1) It seems that day_of_week have a positive impact for the business. The busiest days of the week for sales on HA shop are Thursday and Friday, lowest days for sale are Saturday and Sunday.
2) Geographic influences: Ontario was the biggest contributor to sale revenues in September, the second contributor is British Columbia. Northwest Territories and Yukon were recorded the lowest sale revenues.
3) Discounts affect to sales revenues: from the Total Order vs Total Discount graph we clearly see that if discounts help to increase sale revenue. Because the discounts attract more people, you have more potential buyers for other items in your store, as most people will look around to see what you offer before making a purchase.
4) According to most purchased item by date graph, we see Deal of The Day(PID388713) is most purchased item, it is also clearly that discount/promation help to boost sales revenue.
Top 5 best-selling items in September: 1. PID388713 Deal Of The Day
2. PID63008 Free Sativa Pre-Rolled Joint
3. PID63009 Free Indica Pre-Rolled Joint
4. PID983545 200mg THC Assorted Gummies (Sugar Jack’s)
5. PID1746535 Free THC Snack Pack
* Top 5 daily best-selling items: 1. PID388713 Deal Of The Day 2. PID983545 200mg THC Assorted Gummies (Sugar Jack’s)
3. PID63008 Free Sativa Pre-Rolled Joint 4. PID4505 Death Bubba - 28g 5. PID63009 Free Indica Pre-Rolled Joint
Recommendations for HA:
* First-time shopping offers: Offering introductory discounts, or have specials such as buy 2-get-1-for half-price or free gift for the first three purchases. Especially, we should have exclusive promotion programs in specific province such as: Yukon and Northwest Territories to attract new customers and increase sale in these province.

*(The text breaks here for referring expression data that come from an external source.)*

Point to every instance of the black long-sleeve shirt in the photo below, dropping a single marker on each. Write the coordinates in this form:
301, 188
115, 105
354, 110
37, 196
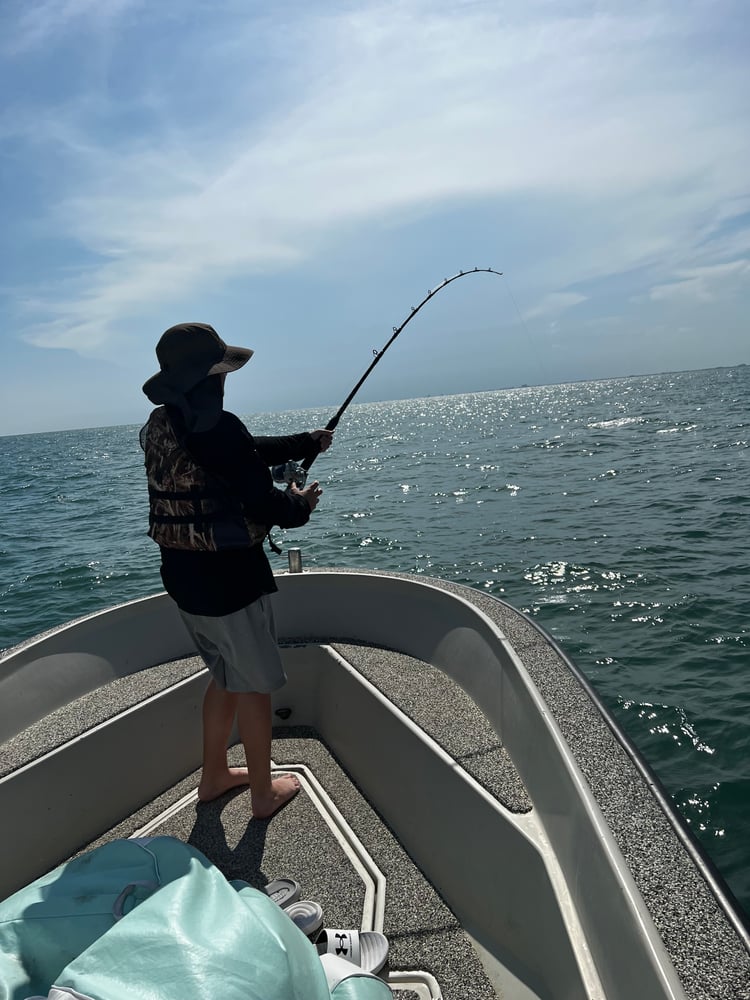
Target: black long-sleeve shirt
220, 583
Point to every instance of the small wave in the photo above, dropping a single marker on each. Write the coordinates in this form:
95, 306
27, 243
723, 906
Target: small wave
616, 422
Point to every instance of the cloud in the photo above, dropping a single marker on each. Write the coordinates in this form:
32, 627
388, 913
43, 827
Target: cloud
179, 177
552, 305
40, 23
705, 284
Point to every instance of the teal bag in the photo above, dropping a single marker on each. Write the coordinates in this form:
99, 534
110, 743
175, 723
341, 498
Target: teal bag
48, 923
151, 920
198, 938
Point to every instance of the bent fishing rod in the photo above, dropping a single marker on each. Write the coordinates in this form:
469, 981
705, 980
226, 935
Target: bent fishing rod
294, 473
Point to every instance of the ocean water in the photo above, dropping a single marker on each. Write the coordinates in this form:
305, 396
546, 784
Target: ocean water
615, 513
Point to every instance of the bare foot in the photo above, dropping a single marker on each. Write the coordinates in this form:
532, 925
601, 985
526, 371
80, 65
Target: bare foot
212, 789
283, 790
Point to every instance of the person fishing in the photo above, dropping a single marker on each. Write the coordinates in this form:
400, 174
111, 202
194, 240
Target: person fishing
212, 503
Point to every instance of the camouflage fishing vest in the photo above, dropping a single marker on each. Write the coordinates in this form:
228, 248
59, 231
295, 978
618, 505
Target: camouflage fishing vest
189, 507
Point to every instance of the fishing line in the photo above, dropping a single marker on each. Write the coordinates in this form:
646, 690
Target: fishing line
331, 425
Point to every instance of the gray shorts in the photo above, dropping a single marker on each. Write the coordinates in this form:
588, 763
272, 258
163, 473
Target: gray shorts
240, 649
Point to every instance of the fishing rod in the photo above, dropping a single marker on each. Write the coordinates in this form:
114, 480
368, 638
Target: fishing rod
294, 473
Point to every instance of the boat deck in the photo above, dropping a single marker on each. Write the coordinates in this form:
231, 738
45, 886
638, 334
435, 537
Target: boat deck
706, 950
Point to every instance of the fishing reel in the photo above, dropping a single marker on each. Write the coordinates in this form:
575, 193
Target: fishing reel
290, 472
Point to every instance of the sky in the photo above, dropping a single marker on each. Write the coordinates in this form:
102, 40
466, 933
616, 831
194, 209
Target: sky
300, 174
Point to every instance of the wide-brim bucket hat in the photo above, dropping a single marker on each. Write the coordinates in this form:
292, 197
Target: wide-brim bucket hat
190, 352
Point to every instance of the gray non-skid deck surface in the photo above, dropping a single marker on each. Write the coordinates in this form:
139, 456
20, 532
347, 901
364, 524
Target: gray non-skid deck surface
447, 714
707, 954
421, 930
76, 718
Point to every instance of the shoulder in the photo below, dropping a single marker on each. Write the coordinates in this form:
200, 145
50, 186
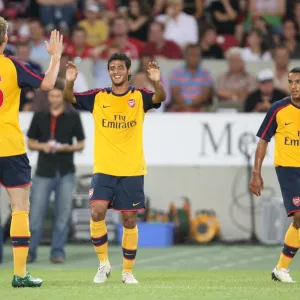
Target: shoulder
178, 70
254, 94
204, 71
280, 104
186, 17
89, 92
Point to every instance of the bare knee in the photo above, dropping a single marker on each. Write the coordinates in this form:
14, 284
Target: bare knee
98, 211
296, 220
19, 198
129, 219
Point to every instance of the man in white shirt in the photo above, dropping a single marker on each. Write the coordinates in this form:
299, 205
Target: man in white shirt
179, 26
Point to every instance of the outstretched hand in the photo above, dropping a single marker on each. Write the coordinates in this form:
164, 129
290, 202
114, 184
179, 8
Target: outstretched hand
55, 45
153, 71
71, 72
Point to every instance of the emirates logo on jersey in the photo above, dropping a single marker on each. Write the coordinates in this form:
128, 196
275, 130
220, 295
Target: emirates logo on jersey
296, 201
131, 103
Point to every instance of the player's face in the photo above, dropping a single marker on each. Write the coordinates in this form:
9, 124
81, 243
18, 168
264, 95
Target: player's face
55, 98
294, 84
118, 72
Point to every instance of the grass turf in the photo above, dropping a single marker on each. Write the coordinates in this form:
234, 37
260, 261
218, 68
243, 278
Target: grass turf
205, 285
204, 272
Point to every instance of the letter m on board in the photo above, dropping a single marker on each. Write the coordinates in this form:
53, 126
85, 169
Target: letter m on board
223, 138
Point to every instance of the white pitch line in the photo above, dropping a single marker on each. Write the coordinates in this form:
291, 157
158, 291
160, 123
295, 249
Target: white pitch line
159, 257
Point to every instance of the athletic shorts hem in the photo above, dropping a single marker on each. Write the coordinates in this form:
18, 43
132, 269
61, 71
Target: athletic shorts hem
16, 186
290, 214
128, 210
98, 200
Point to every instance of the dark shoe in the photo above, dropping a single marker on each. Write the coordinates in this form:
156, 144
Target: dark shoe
57, 260
26, 281
30, 259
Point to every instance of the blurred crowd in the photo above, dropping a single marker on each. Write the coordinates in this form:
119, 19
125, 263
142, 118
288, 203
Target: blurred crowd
237, 31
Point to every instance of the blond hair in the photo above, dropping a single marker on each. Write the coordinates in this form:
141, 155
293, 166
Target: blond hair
3, 29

* Loyalty program: We can offer exclusive discounts or promotions to customer base — they’ll feel both excited and valued. Example, we can have monthly reward (platinum reward, gold reward, sliver reward) for customers who spent more than $C2,000, $C1500, $C500…
* Get rid of old inventory.: We can sell popular and less popular products together to get rid of old inventory. Try creating kits that include less popular but related products to sell more of inventory.
* Volume discounts: The more you buy, the more you save! Offering discounts for wholesale buying helps store gets rid of some inventory, sells more items, and keep customers happy.
* Weekend special offer campaigns: We see that total order volume is lowest on Saturday and Sunday. Offer a weekend-only to boost more sales in the weekend. Customers only get those offer on Saturday, or Sunday.